If you like Original Swat Desert boots, you'll LOVE the Bates M-9 Desert Assault Boot which we stock;
http://www.cpgear.com/default.asp?mn=1.19.56&f=pd&pid=497

$160 Cdn which includes shipping.  Sizing is per your running shoe size. 

For those interested in the Meindl Desert Fox boots, fire me an email as I'm going to be doing these on a special order basis.  We're also looking into getting the Hanwag Special Forces range, so again, if you're interested in those, fire me an email.


----------



## Jeff Boomhouwer (25 Jan 2007)

Baloo. Danner Acadia. Talking three bills but you only have one set of feet. I went through the same dilemma a few months ago looking for boots. everyone I asked that had a pair said they loved them. Most of the people who wore other bands beside Danner said they were OK and always mentioned how much money they saved. You pay now or you pay later.
I love my Danners.


----------



## COBRA-6 (25 Jan 2007)

If you are paying for Original SWAT boots yourself get them online for about $66US, $150CDN is outrageous... better yet get a chit and have the CF pay for them.

Matt, good job on the Meindl Desert Fox boots. I want to kick myself in the ass for not getting a pair in Kabul when I had the chance...


----------



## PhilB (25 Jan 2007)

How tall are the desert foxes? I remember seeing some dutch guys having them and thinking that they were quite tall, and also reading that they were 12" boots? Is that the case or are they shorter?


----------



## COBRA-6 (25 Jan 2007)

The ones I handled were standard sized... maybe they make a go-go version?


----------



## PhilB (25 Jan 2007)

So like are we talking 9" (the height of our shitty issue boots) or 7-8" like the Swats?
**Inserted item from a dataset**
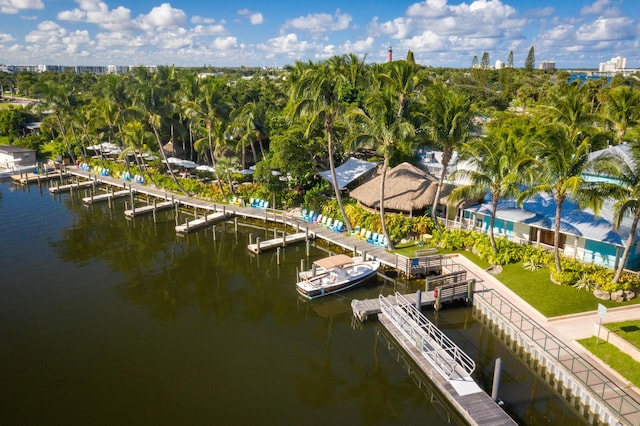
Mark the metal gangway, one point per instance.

I am a fan of short boots, I found my 6inch bates M6's worked great on 1-06, I am just looking at other options for 1-08. Thanks for the info


----------



## COBRA-6 (25 Jan 2007)

Not sure, about 8" or 9"

I prefer a shorter boot as well.


----------



## blacktriangle (3 Feb 2007)

I did a search on non issue boots, and found this thread...and yes, I have a question.

I'm in the process of getting orthotics made, and have been given the option by my physio doctor to get custom shoes/boots along with them. One of the options were some type of "magnum" military boots in black aboout 8 inches high. My physio person has worked with the military in the past, and says he can just get them made to my normal boot. I've seen alot of people around with non issue boots, but then again they all have at least _some_ time in...I don't want to stand out. 

Should i get my orthotics made to the standard issue boot, or perhaps fitted to both, and keep the custom boots for the future, in which I may be allowed to use them, or should I just ignore the custom boot option altogether?

I begin my reserve BMQ within the month, and all of this is being done civvy side..


Thanks for any advice...


----------



## army outfitters (3 Feb 2007)

Magnums in my opinion suck. Always remember that the kit you are issued and the items the military recomends are made by the lowest possible bidder


----------



## PhilB (3 Feb 2007)

Unless you have a chit by a military MO you will not be allowed to wear magnums on course. Orthodics in the the MKIII is fine, and the magnums are fine *if you have a chit*. Save yourself the hassel and use the issue boots unless you have a chit.


----------



## blacktriangle (3 Feb 2007)

PhilB said:
			
		

> Unless you have a chit by a military MO you will not be allowed to wear magnums on course. Orthodics in the the MKIII is fine, and the magnums are fine *if you have a chit*. Save yourself the hassel and use the issue boots unless you have a chit.



All I needed to know.

Cheers,

Smith


----------